Breakthroughs in the stock market can often bring confidence to investors. What is the breakthrough of the trend line in the foreign exchange market? I believe that when initially learning the basics of foreign exchange, foreign exchange speculators seldom pay attention to the breakthrough of the trend line. Today, the author brings you the significance of the breakthrough of the trend line, hoping to help some foreign exchange speculators to answer their doubts.
Generally speaking, what kind of breakthrough is the real breakthrough? The answer is the closing price. After a lot of analysis and research, the author found that the closing price breaks through the trend line, which is an effective breakthrough and thus a signal to enter the market.

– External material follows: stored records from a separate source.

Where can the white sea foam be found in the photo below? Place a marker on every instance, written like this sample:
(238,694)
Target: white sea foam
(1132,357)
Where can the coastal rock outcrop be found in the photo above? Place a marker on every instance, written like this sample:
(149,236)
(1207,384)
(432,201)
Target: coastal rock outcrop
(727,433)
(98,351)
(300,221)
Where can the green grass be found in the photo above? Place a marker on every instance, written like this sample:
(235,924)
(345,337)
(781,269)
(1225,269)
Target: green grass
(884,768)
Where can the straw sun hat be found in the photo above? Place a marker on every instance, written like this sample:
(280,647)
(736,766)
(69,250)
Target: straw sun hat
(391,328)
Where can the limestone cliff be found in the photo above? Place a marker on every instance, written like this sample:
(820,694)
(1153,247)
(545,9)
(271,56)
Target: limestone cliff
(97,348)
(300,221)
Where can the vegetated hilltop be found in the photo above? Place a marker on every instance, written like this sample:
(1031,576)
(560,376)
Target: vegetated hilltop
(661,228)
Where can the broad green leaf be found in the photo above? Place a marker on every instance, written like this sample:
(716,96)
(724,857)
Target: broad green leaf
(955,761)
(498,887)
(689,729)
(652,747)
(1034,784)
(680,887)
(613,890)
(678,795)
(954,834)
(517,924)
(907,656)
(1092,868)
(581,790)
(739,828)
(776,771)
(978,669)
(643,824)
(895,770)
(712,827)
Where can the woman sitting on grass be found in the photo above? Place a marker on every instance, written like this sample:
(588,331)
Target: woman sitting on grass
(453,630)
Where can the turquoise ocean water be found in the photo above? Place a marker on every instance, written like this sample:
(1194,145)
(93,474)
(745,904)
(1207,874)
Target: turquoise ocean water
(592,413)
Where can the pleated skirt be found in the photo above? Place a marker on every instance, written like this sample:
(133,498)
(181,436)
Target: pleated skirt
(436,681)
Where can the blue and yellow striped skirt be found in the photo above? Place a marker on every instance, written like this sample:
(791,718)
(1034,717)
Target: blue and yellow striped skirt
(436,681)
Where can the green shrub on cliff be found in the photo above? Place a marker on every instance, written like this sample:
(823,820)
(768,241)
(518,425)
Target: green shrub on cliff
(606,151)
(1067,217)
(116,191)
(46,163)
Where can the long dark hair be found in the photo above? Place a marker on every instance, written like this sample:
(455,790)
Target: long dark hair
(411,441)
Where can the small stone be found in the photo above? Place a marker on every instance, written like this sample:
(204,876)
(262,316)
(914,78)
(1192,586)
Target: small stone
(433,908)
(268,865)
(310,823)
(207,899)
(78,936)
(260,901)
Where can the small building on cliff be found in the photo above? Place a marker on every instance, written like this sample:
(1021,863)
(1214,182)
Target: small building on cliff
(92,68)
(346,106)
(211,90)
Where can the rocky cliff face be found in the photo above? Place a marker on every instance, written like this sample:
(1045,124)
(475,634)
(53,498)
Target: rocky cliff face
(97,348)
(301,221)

Take the downward trend line, that is, the anti-pressure line, as an example. If the market price has broken through the anti-pressure line, but the closing price is still lower than the anti-pressure line, it proves that the market did try to go higher, but the buying orders did not continue, and the selling orders rushed in. Until the exchange rate finally fell back at the market close. Experts believe that such a breakthrough is not an effective breakthrough, that is to say, the anti-pressure line is still valid, and the weak trend of the market remains unchanged.
What are the principles for foreign exchange speculators to judge breakthroughs? In order to avoid mistakes in entering the market, technical analysis experts have summarized several principles for judging true and false breakthroughs:
A. After discovering a breakthrough, observe for one more day
If the exchange rate continues to develop in the direction after the breakthrough for two consecutive days after the breakthrough, such a breakthrough is an effective breakthrough and a safe time to enter the market. Of course, it will be entered into the market two days later, and the exchange rate has already changed a lot: the exchange rate that should be bought is higher; It is much better to rush into the market.
B. Note the high and low prices two days after the breakout
If the closing price on a certain day breaks through the downward trend line (resistance line) and develops upward, if the trading price can exceed its highest price on the next day, it means that there are a large number of follow-up buying orders after breaking through the resistance line. On the contrary, when the exchange rate breaks through the upward trend line and moves downward, if the next day’s trading is carried out below its lowest price, it means that after breaking through the support line, there is a lot of selling pressure and it is worth following up and selling.
In the foreign exchange market, the breakthrough of the trend line is very important for the timing of buying and selling. Even market makers often take market operations according to changes in the trend line; To make a breakthrough, whether it is an effective breakthrough or an ineffective breakthrough, is very important to investors.
The above is the introduction of the principles of judging breakthroughs, I believe you are already very familiar with it.